Suki AI Partners With Google Cloud to Improve Assistive Tech in Healthcare
Health AI startup Suki has unveiled a new partnership with Google Cloud as part of its efforts to grow beyond clinical documentation.
CNBC reported that the new partnership is aimed at boosting Suki AI healthcare efforts to develop Q&A and patient summary features using the Vertex AI platform. This Google Cloud platform enables developers to tune, train, and deploy varying AI applications and models.
Improving Suki Assistant
Suki’s initial AI product, Suki Assistant, makes it easy for doctors to record patient visits and automatically convert them into clinical notes. By doing so, the AI assistant eliminates the menial task of taking notes manually.
Through the Suki Google Cloud partnership, the AI startup will push these capabilities a notch higher. It marks the next frontier for the company by offering Suki assistant users with a more assistive technology.
“We were never really building a clinical documentation tool only, it was supposed to be an assistant. An assistant can help you with documentation, but it can also start doing other things,” Suki Founder and CEO Punit Soni said.
Range of New Features
Suki says that leveraging all the patient data available could automatically save clinicians between 15 and 30 minutes that they spend searching patient information. Suki’s AI startup partnership with Google Cloud offers new features that enable doctors to ask questions first and retrieve relevant information about the medical history of their patients.

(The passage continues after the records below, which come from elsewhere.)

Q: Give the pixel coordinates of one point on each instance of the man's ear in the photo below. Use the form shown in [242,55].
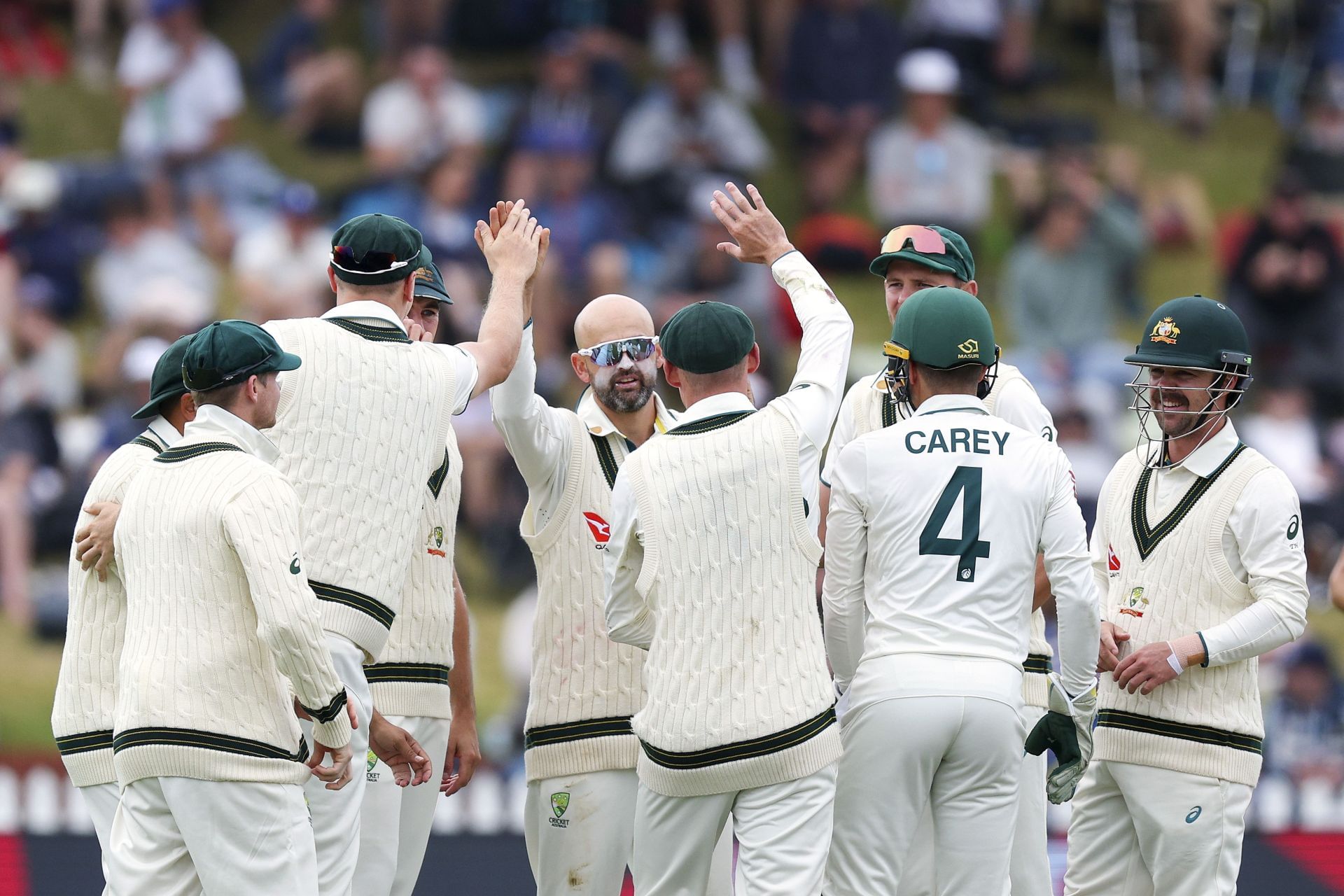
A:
[755,358]
[580,368]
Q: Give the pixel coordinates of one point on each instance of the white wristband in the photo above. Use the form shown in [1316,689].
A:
[1174,662]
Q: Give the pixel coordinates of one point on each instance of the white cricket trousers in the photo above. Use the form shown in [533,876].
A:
[783,834]
[102,801]
[396,821]
[580,833]
[182,837]
[901,754]
[336,812]
[1139,830]
[1028,869]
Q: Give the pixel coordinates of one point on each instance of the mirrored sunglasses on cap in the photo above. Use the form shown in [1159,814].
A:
[343,257]
[924,239]
[610,354]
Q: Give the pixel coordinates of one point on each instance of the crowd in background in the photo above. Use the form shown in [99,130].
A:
[615,120]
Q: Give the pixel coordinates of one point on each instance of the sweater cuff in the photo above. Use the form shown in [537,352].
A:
[334,734]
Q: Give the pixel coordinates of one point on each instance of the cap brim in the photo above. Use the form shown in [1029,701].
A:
[879,264]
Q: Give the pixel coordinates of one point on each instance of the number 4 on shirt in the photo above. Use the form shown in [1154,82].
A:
[968,548]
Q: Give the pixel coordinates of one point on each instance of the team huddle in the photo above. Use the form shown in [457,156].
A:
[264,596]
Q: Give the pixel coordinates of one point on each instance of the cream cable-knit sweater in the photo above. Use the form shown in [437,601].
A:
[222,629]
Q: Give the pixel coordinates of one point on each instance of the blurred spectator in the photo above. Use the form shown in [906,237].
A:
[1316,150]
[990,39]
[314,88]
[929,166]
[1287,286]
[1065,286]
[41,384]
[41,238]
[414,118]
[683,134]
[140,257]
[281,267]
[1306,723]
[836,80]
[182,86]
[565,106]
[1281,429]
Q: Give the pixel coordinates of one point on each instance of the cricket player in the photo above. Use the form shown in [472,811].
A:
[86,687]
[360,429]
[424,679]
[223,638]
[934,527]
[1198,551]
[711,568]
[913,258]
[580,750]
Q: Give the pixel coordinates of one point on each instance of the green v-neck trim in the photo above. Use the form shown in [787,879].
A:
[1147,538]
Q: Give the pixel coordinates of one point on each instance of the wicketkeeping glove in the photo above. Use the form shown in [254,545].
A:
[1066,729]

Doctors will also be able to read patient’s biographical information, their visit history, and their reason for visit with a single click. The Suki and Google Cloud features will generate summaries for users highlighting details like patient’s age, chronic illnesses, previous prescriptions, and any other medical problems.

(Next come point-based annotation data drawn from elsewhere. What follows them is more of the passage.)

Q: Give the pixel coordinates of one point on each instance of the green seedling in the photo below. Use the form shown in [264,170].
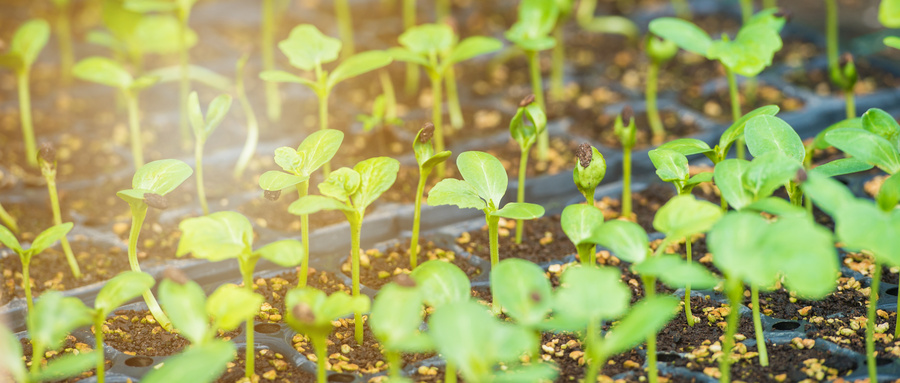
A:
[589,171]
[229,235]
[108,72]
[203,126]
[26,45]
[47,162]
[659,51]
[310,312]
[435,48]
[115,292]
[316,150]
[531,33]
[427,159]
[42,242]
[609,299]
[683,216]
[748,249]
[191,312]
[351,191]
[308,49]
[149,186]
[525,135]
[53,317]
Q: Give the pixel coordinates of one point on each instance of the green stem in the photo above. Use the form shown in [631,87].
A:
[757,327]
[138,213]
[273,97]
[25,117]
[134,127]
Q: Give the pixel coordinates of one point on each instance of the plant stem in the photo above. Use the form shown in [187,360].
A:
[537,87]
[345,27]
[273,97]
[134,127]
[25,117]
[138,213]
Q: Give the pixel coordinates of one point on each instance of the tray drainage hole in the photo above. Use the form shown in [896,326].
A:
[341,378]
[267,328]
[786,326]
[139,361]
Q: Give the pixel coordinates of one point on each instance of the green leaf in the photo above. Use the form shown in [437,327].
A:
[866,146]
[676,273]
[318,148]
[185,303]
[216,237]
[683,33]
[485,174]
[103,71]
[684,216]
[307,48]
[522,290]
[200,364]
[625,239]
[765,133]
[285,253]
[520,210]
[358,64]
[122,288]
[230,305]
[441,283]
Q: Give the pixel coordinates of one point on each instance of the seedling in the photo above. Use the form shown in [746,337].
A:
[118,290]
[42,242]
[47,162]
[108,72]
[149,186]
[352,191]
[26,45]
[315,151]
[52,319]
[526,135]
[310,312]
[750,250]
[228,235]
[308,49]
[427,160]
[203,126]
[589,170]
[435,48]
[531,33]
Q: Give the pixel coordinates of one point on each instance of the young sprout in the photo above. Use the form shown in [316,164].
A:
[308,49]
[589,170]
[659,51]
[427,160]
[526,135]
[26,45]
[229,235]
[108,72]
[42,242]
[351,191]
[316,150]
[47,162]
[531,33]
[750,250]
[203,126]
[310,312]
[115,292]
[435,48]
[149,186]
[54,316]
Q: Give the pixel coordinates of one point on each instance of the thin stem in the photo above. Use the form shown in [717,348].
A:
[757,327]
[134,129]
[25,117]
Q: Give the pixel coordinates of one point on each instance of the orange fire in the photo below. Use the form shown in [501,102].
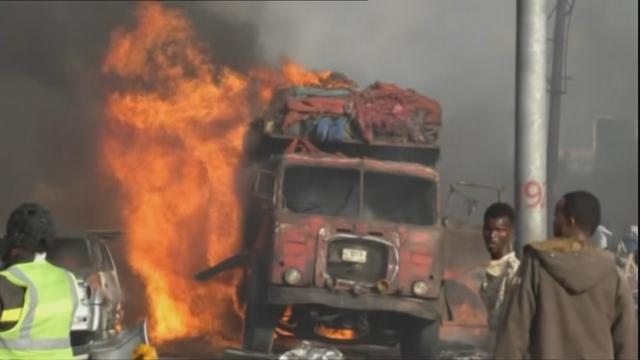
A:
[336,334]
[173,141]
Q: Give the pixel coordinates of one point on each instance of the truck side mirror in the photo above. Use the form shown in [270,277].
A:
[265,185]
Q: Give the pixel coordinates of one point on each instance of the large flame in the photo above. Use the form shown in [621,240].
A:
[173,141]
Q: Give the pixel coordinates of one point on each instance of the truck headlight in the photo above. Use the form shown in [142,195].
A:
[292,276]
[420,288]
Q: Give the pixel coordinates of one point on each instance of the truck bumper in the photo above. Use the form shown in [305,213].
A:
[424,309]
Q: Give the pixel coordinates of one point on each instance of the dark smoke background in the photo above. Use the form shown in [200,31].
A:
[459,52]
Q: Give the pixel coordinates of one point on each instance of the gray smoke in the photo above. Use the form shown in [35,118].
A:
[463,54]
[458,52]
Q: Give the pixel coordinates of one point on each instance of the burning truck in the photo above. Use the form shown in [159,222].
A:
[344,240]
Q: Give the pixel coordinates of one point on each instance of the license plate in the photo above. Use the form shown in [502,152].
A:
[354,255]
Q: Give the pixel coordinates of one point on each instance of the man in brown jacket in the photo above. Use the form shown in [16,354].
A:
[568,300]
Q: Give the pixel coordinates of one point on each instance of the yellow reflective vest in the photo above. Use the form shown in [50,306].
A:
[44,320]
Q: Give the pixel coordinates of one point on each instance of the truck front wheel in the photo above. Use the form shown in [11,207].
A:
[259,325]
[420,339]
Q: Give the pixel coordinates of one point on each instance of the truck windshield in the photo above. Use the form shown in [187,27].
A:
[324,191]
[398,198]
[336,192]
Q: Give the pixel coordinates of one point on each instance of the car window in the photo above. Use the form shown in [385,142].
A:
[105,259]
[72,254]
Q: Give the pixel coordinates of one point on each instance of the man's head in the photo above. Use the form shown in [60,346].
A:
[30,229]
[497,229]
[577,215]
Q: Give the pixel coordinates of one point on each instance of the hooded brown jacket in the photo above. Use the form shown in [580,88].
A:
[568,301]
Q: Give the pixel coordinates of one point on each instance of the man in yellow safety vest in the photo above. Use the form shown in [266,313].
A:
[37,299]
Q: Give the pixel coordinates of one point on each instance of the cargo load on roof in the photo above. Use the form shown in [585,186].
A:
[381,114]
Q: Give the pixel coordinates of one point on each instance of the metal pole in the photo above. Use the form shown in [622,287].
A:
[531,122]
[556,91]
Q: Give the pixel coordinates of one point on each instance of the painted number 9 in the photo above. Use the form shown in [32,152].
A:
[534,193]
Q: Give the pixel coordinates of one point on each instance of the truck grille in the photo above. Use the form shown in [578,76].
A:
[372,269]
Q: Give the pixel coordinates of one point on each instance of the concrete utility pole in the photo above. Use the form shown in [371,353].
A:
[556,90]
[531,122]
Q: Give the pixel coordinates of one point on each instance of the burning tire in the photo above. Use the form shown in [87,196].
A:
[261,319]
[420,340]
[260,324]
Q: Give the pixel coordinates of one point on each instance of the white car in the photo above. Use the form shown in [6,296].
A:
[99,313]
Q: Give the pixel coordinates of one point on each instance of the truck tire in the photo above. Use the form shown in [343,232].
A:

Where doctors have specific questions regarding a patient, they can use the AI startup’s Q&A button to enter queries. Users can query the patient database using prompts such as ‘What vaccines did the patient take?’ or ‘show me his last A1C’.

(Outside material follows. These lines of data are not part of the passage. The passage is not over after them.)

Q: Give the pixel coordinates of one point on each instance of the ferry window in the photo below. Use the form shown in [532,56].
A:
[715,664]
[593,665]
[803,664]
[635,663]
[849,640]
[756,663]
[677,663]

“To me, this is actually a larger trend of the AI design, or AI-ification, of health care”, Soni added.
The patient summary feature is already available to selected clinicians. Suki says general availability of this feature and the Q&A will commence early 2025. The company says that initially, the Q&A feature will respond to queries based on patient data. However, the Suki will expand this scope with time. Users will not pay more to use the new features.
Addressing Health Pain Points
Suki’s healthcare technology is designed to address pain points in delivery of health services in the US. Administrative tasks are a leading cause of burnouts among healthcare workers in the country that medical executives are keen to address. Overally, clinicians spend close to 28 hours each week performing administrative tasks. This includes close to 9 hours on patient documentation alone.
Tech tools that automate these tasks like Suki have gained popularity and attracted investors. In October 2024, the company closed a $70 million funding round. Currently, Suki’s tech solution is being used by 350 clinics and health systems across the US. The healthcare AI startup tripled its customer base this year. Suki is looking to stand out in the highly competitive market with its new offerings.